En Namibie, le pays avait opté pour une autre solution : vendre un millier d’animaux sauvages aux enchères, pour limiter les pertes et récolter des fonds (environ un million d’euros attendus), afin de préserver les différentes espèces. Cette annonce faite par le ministère de l’Environnement en juin dernier reste difficile à réaliser quand les acheteurs ne se bousculent pas et qu’envoyer des éléphants libres dans des zoos à l’autre bout du monde reste aussi très discutable moralement. Ce paradis des amateurs de safaris haut de gamme est menacé. Et les revenus de ce tourisme de luxe aussi.

Restrictions d’eau
L’eau manque partout.
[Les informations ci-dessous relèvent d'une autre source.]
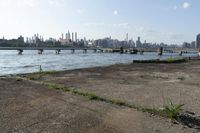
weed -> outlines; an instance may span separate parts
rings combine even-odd
[[[152,113],[155,115],[163,116],[170,119],[178,119],[182,112],[182,107],[184,104],[173,104],[164,106],[164,108],[141,108],[141,111]]]

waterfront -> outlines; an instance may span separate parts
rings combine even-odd
[[[21,75],[22,79],[0,77],[0,130],[198,133],[199,67],[199,58],[196,58],[174,64],[135,63],[41,73],[40,76],[27,74]],[[96,99],[87,97],[89,94]],[[174,124],[165,117],[116,104],[120,101],[145,108],[181,103],[183,116]]]
[[[184,54],[184,57],[196,56],[197,54]],[[38,72],[39,66],[43,71],[50,70],[72,70],[79,68],[90,68],[97,66],[109,66],[113,64],[131,63],[133,60],[166,59],[178,57],[178,53],[164,53],[158,56],[157,53],[144,53],[143,55],[119,54],[119,53],[93,53],[82,50],[61,51],[56,55],[55,51],[44,51],[38,55],[37,51],[24,51],[22,55],[17,55],[17,51],[1,51],[0,53],[0,75],[20,74]]]

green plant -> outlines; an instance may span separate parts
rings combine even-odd
[[[22,78],[16,77],[16,81],[22,81]]]
[[[184,104],[173,104],[170,102],[169,105],[164,106],[163,113],[170,119],[177,119],[183,110],[183,106]]]

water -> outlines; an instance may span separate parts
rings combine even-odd
[[[0,76],[9,74],[38,72],[39,66],[43,71],[72,70],[96,66],[108,66],[119,63],[130,63],[133,60],[166,59],[176,57],[177,53],[165,53],[158,56],[157,53],[144,53],[143,55],[113,54],[113,53],[83,53],[83,51],[61,51],[59,55],[55,51],[44,51],[38,55],[37,51],[24,51],[23,55],[17,55],[17,51],[0,51]],[[197,56],[197,54],[184,54],[183,56]]]

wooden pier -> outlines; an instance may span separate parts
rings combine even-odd
[[[82,50],[83,53],[87,51],[103,52],[100,48],[70,48],[70,47],[0,47],[0,50],[16,50],[19,55],[23,53],[24,50],[37,50],[38,54],[42,54],[45,50],[55,50],[56,54],[60,54],[61,50],[71,50],[71,53],[75,53],[76,50]]]

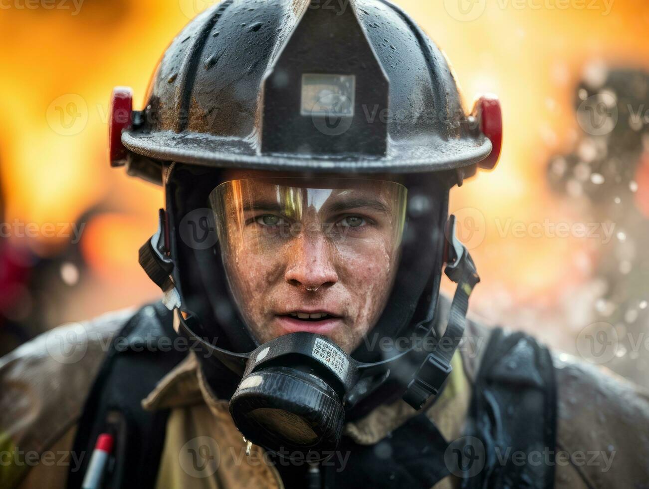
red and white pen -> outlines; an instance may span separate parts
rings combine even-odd
[[[83,478],[83,489],[99,489],[101,478],[106,470],[108,455],[113,449],[113,436],[108,433],[102,433],[97,438],[95,449],[88,465],[86,476]]]

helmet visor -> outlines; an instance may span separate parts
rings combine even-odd
[[[280,265],[310,246],[334,266],[378,256],[393,265],[406,190],[380,180],[252,178],[221,184],[210,202],[227,268],[241,260]]]

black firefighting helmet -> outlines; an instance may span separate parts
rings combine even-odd
[[[140,263],[177,310],[179,330],[210,354],[202,361],[206,375],[219,379],[214,388],[231,398],[249,439],[271,450],[317,451],[336,446],[345,416],[388,400],[386,392],[417,408],[437,394],[478,281],[447,224],[448,191],[478,166],[495,166],[496,99],[480,98],[467,114],[441,51],[386,0],[226,0],[172,42],[145,108],[132,111],[132,104],[129,89],[116,89],[111,164],[165,189],[158,232],[140,250]],[[395,175],[408,188],[407,223],[391,295],[373,332],[454,335],[450,346],[422,356],[365,342],[350,357],[311,333],[259,344],[234,305],[214,216],[203,212],[231,168],[314,181]],[[445,263],[461,286],[440,332],[434,320]],[[296,425],[304,429],[291,438],[288,427]]]

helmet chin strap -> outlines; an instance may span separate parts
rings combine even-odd
[[[466,247],[458,239],[455,232],[456,218],[450,216],[446,229],[445,273],[458,284],[448,314],[448,322],[443,336],[437,342],[436,347],[426,357],[408,384],[404,400],[415,409],[421,409],[432,395],[437,395],[451,373],[451,360],[464,334],[466,327],[469,297],[473,288],[480,281],[475,264]],[[420,328],[426,327],[423,325]],[[424,337],[432,332],[427,328]]]
[[[254,351],[239,353],[219,348],[195,332],[192,323],[198,320],[191,313],[180,311],[180,297],[170,274],[173,268],[173,262],[168,256],[165,246],[166,221],[164,211],[160,210],[158,232],[140,249],[140,264],[149,277],[165,293],[165,305],[175,312],[174,328],[178,334],[190,338],[193,342],[193,348],[199,349],[208,356],[217,359],[228,368],[238,375],[242,375],[247,368],[247,363],[255,353],[265,345],[260,346]],[[464,333],[466,315],[469,307],[469,297],[475,285],[480,282],[475,264],[467,248],[456,236],[456,218],[450,216],[445,230],[445,247],[444,261],[446,263],[445,273],[452,281],[458,284],[455,295],[451,304],[448,321],[443,335],[435,340],[434,320],[420,323],[415,329],[412,344],[405,351],[395,352],[393,355],[386,355],[386,359],[374,363],[364,363],[349,358],[354,373],[352,381],[350,375],[350,388],[347,401],[351,405],[356,404],[367,394],[367,386],[359,382],[367,377],[384,371],[386,368],[395,360],[408,357],[411,360],[421,357],[423,352],[426,355],[419,364],[408,384],[404,400],[415,409],[421,409],[431,396],[437,395],[441,390],[448,375],[452,371],[450,365]],[[291,336],[291,335],[289,335]],[[432,339],[434,348],[426,349],[423,343]],[[389,372],[389,371],[388,371]],[[387,379],[387,375],[384,376]],[[354,387],[358,388],[354,388]],[[362,392],[357,392],[357,391]]]

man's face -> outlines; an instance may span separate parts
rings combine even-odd
[[[405,188],[359,179],[234,178],[210,196],[228,281],[261,343],[297,331],[347,352],[385,308]]]

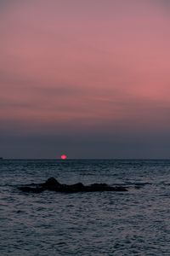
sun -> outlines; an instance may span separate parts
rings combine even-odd
[[[66,158],[67,158],[66,154],[61,154],[61,159],[62,160],[66,160]]]

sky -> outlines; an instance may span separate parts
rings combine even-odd
[[[0,156],[169,159],[169,0],[0,0]]]

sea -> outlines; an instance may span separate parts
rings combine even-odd
[[[18,186],[105,183],[125,192]],[[1,256],[170,255],[170,160],[0,160]]]

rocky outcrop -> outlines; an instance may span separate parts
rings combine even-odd
[[[54,177],[48,178],[43,183],[33,183],[27,186],[20,186],[19,189],[23,192],[41,193],[45,190],[60,192],[60,193],[77,193],[77,192],[97,192],[97,191],[128,191],[126,187],[109,186],[106,183],[94,183],[91,185],[83,185],[81,183],[66,185],[60,183]]]

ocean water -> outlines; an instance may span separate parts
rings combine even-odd
[[[50,177],[128,191],[17,189]],[[170,160],[3,160],[0,193],[1,256],[170,255]]]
Dans les villes aussi. L’Afrique du Sud, déjà échaudée, a mis en place fin octobre des restrictions d’eau « pour éviter le redoutable phénomène du jour zéro », a affirmé Lindiwe Sisulu, ministre de l’Habitat et de l’Eau. Les niveaux des barrages ont chuté de 10 à 60 % par rapport à 2018, selon un rapport du département des eaux. Les pluies, elles, « ne sont pas attendues avant décembre », avait-elle déclaré. En 2018, la ville du Cap avait frôlé le jour zéro, celui où l’eau du robinet est coupée. Ce n’est que grâce à des réductions drastiques et de bonnes précipitations en mai et juin, permettant aux niveaux des barrages de remonter, que le pire a été évité. En juin 2018, les autorités ont pu lever l’état de catastrophe naturelle.

Pour faire face à des siuations de pénurie qui deviennent récurrentes, le gouvernement sud-africain a lancé début décembre son Plan directeur de l’eau et de l’assainissement, avec une enveloppe prévue de 900 milliards de rands sud-africains (55 milliards d’euros) sur dix ans. Ce plan doit permettre d’améliorer le service public de l’eau potable en explorant d’autres sources d’approvisionnement et notamment le dessalement, un processus qui consiste à pomper de l’eau de mer, à la traiter par osmose inverse afin d’obtenir de l’eau potable. Malheureusement, ce procédé relativement coûteux est aussi énergivore. Il consomme une quantité importante d’électricité, or le pays est aussi victime d’importantes coupures d’électricité dues au manque d’eau dans les barrages et aux difficultés de la société nationale d’électricité Eskom.

Enfin, le traitement et la réutilisation des eaux usées, déjà pratiqués notamment pour l’irrigation, devraient être plus largement développés, pour une concurrence moins rude entre les besoins agricoles, notamment viticole dans la province du Cap, et les besoins des habitants des villes.